V.Résultats de l enquête au Maroc Région de Marrakech

Une étude transversale menée entre février 2006 et septembre 2007 auprès de 140 praticiens (médecins généralistes, internes, rhumatologues, neurochirurgiens, traumatologues, neurologues) à Marrakech (région de Tensift el haouz) a évalué la concordance entre les pratiques des médecins et les recommandations de l'ANAES concernant la prise en charge des lombalgies et lumbosciatiques aiguës. 42% des médecins ont surutilisé les examens radiologiques; 57% ont prescrit des antalgiques, AINS et myorelaxants. L'étude révèle un décalage significatif entre les recommandations et les pratiques concernant l'imagerie, le repos au lit et la prise en charge de la douleur intense. La prévalence des lombalgies au Maroc est estimée à 15,32%.

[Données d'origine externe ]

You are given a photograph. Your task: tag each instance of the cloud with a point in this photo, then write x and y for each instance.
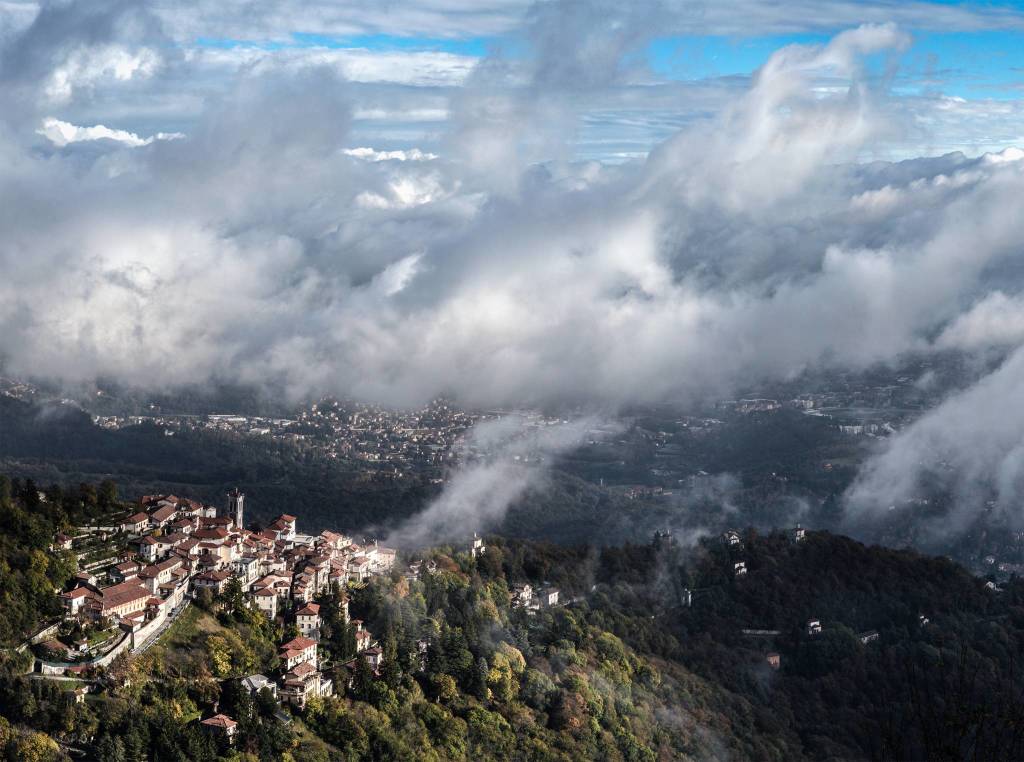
(263, 248)
(971, 447)
(995, 321)
(503, 459)
(64, 133)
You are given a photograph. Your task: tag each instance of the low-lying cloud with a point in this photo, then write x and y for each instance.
(502, 460)
(270, 246)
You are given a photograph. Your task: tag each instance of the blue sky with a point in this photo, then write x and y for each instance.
(956, 87)
(987, 64)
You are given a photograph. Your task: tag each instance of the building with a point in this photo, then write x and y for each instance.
(163, 516)
(135, 524)
(307, 620)
(522, 595)
(75, 600)
(477, 548)
(255, 683)
(214, 581)
(266, 600)
(221, 725)
(303, 682)
(119, 600)
(297, 651)
(236, 504)
(548, 597)
(126, 570)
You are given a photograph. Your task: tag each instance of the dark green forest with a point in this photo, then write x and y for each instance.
(646, 659)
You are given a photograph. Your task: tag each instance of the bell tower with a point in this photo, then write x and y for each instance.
(236, 500)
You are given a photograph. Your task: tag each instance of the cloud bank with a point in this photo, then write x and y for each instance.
(273, 245)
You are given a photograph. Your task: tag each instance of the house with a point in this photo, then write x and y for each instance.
(303, 682)
(548, 597)
(214, 581)
(284, 527)
(307, 620)
(266, 601)
(136, 523)
(221, 725)
(297, 651)
(255, 683)
(163, 515)
(125, 570)
(74, 600)
(477, 548)
(160, 574)
(522, 595)
(247, 568)
(119, 600)
(148, 549)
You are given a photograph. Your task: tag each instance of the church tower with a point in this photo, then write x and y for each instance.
(236, 499)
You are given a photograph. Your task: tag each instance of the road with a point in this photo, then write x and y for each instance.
(171, 619)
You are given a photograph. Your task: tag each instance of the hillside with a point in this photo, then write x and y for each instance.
(643, 657)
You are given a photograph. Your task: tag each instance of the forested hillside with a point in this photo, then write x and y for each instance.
(653, 652)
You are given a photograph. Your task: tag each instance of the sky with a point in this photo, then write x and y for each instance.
(519, 203)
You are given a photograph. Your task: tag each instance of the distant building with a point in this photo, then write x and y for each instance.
(298, 650)
(255, 683)
(477, 548)
(548, 597)
(307, 620)
(221, 725)
(236, 504)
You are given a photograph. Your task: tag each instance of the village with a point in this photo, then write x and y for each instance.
(173, 551)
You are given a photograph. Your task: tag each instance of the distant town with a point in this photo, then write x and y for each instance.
(139, 570)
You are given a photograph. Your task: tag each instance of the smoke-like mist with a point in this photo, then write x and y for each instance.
(502, 459)
(241, 228)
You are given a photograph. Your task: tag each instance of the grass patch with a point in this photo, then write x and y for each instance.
(188, 627)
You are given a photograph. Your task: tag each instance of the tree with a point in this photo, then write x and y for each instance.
(108, 494)
(233, 595)
(111, 749)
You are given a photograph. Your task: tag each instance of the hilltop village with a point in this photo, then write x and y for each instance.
(175, 549)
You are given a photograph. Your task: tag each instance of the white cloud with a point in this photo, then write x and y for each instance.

1. Méthodologie et participants de l enquête

L'étude transversale, réalisée entre février 2006 et septembre 2007 dans la région de Marrakech (Tensift el haouz, Maroc), a évalué les pratiques des médecins concernant la prise en charge des lombalgies et lombosciatiques aiguës. L'enquête a impliqué 140 praticiens: 63 médecins généralistes, 52 internes, 9 rhumatologues, 7 neurochirurgiens, 6 traumatologues et 3 neurologues, issus des secteurs public et privé. Un questionnaire, basé sur les recommandations de l'ANAES et structuré en 8 cas cliniques, a été utilisé pour collecter les données. La prévalence des lombalgies au Maroc est estimée à 15,32%, soulignant l'importance de cette étude pour comprendre les pratiques locales.

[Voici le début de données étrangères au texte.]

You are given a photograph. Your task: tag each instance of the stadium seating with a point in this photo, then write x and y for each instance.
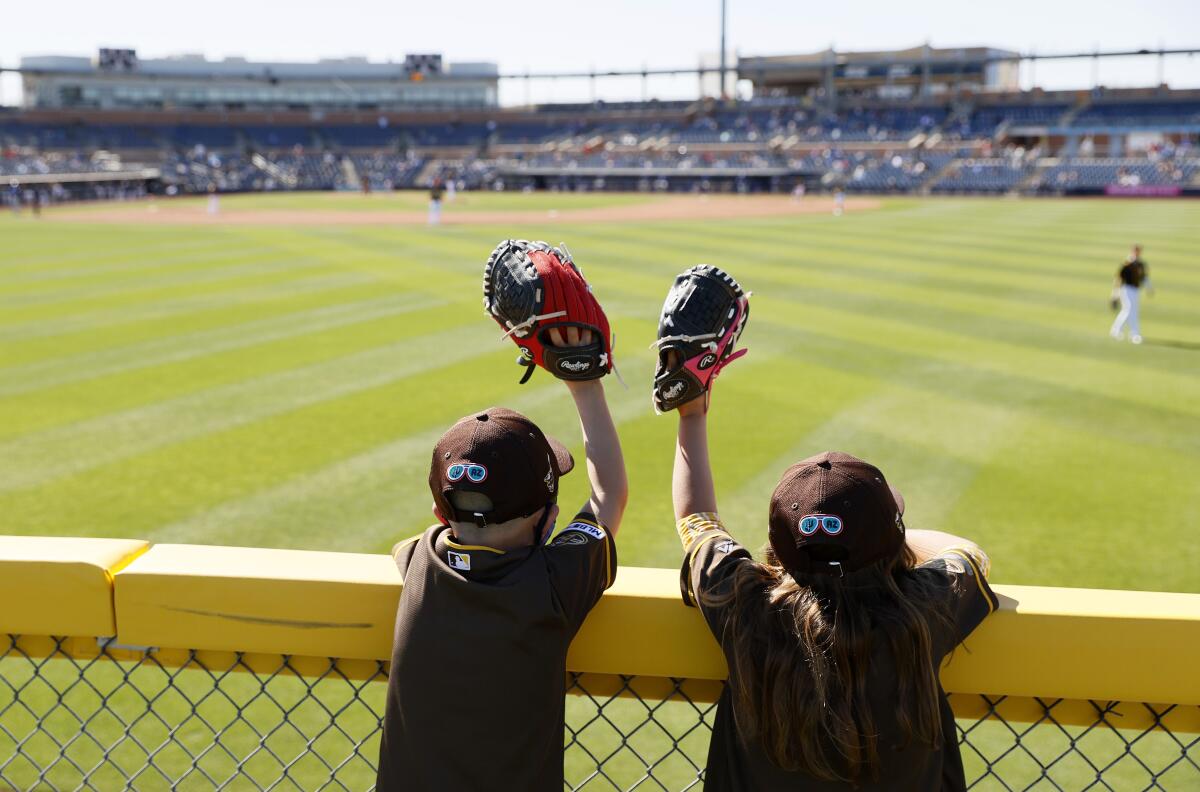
(1139, 114)
(985, 175)
(868, 148)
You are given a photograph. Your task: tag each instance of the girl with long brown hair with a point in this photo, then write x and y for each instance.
(834, 641)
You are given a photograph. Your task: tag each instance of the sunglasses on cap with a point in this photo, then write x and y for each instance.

2. Résultats concernant l imagerie médicale

L'analyse des réponses révèle une surutilisation significative de l'imagerie médicale en phase précoce des lombalgies et lombosciatiques. 42% des médecins ont prescrit abusivement des examens radiologiques, ce qui diverge des recommandations de l'ANAES. Ce constat confirme les résultats d'études internationales qui mettent en lumière une surprescription d'examens d'imagerie, sans amélioration notable des résultats cliniques. L'étude marocaine souligne donc un écart important entre les recommandations et la pratique, nécessitant des interventions pour améliorer la prescription appropriée de l'imagerie médicale.

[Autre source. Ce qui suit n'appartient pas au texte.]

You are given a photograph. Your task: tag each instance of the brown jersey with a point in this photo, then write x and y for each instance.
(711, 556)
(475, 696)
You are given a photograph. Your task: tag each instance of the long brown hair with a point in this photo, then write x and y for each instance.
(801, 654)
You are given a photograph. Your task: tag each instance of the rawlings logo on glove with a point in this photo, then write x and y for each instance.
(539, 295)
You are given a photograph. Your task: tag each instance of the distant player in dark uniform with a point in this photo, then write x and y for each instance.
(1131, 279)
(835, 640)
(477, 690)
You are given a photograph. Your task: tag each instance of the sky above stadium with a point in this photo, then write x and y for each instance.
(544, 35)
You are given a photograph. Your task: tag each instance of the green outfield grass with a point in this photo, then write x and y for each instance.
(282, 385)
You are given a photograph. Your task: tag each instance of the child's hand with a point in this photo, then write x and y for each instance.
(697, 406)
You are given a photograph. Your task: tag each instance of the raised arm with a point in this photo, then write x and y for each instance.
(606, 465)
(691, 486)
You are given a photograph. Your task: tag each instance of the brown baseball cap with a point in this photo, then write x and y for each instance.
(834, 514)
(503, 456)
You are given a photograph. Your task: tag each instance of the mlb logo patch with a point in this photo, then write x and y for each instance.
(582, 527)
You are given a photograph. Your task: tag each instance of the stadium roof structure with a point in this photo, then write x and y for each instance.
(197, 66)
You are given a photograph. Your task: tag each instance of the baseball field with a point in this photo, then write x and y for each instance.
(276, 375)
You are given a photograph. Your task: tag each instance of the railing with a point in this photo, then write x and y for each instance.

3. Résultats concernant la prescription médicamenteuse et autres aspects

Concernant la prescription médicamenteuse, 57% des médecins ont prescrit des antalgiques, AINS et myorelaxants. L'étude a également mis en évidence des divergences par rapport aux recommandations de l'ANAES concernant la prise en charge des lombosciatiques hyperalgiques (seul un tiers des praticiens ont opté pour un traitement immédiat aux morphiniques) et le repos au lit (un tiers des praticiens continuent à prescrire le repos strict). La reconnaissance des formes symptomatiques des lombalgies était globalement satisfaisante. Cependant, l'étude révèle un décalage concernant la recherche de signes d'alerte et les conseils d'hygiène vertébrale, confirmant les résultats d'une étude de 1992 (J Gen Intern Med).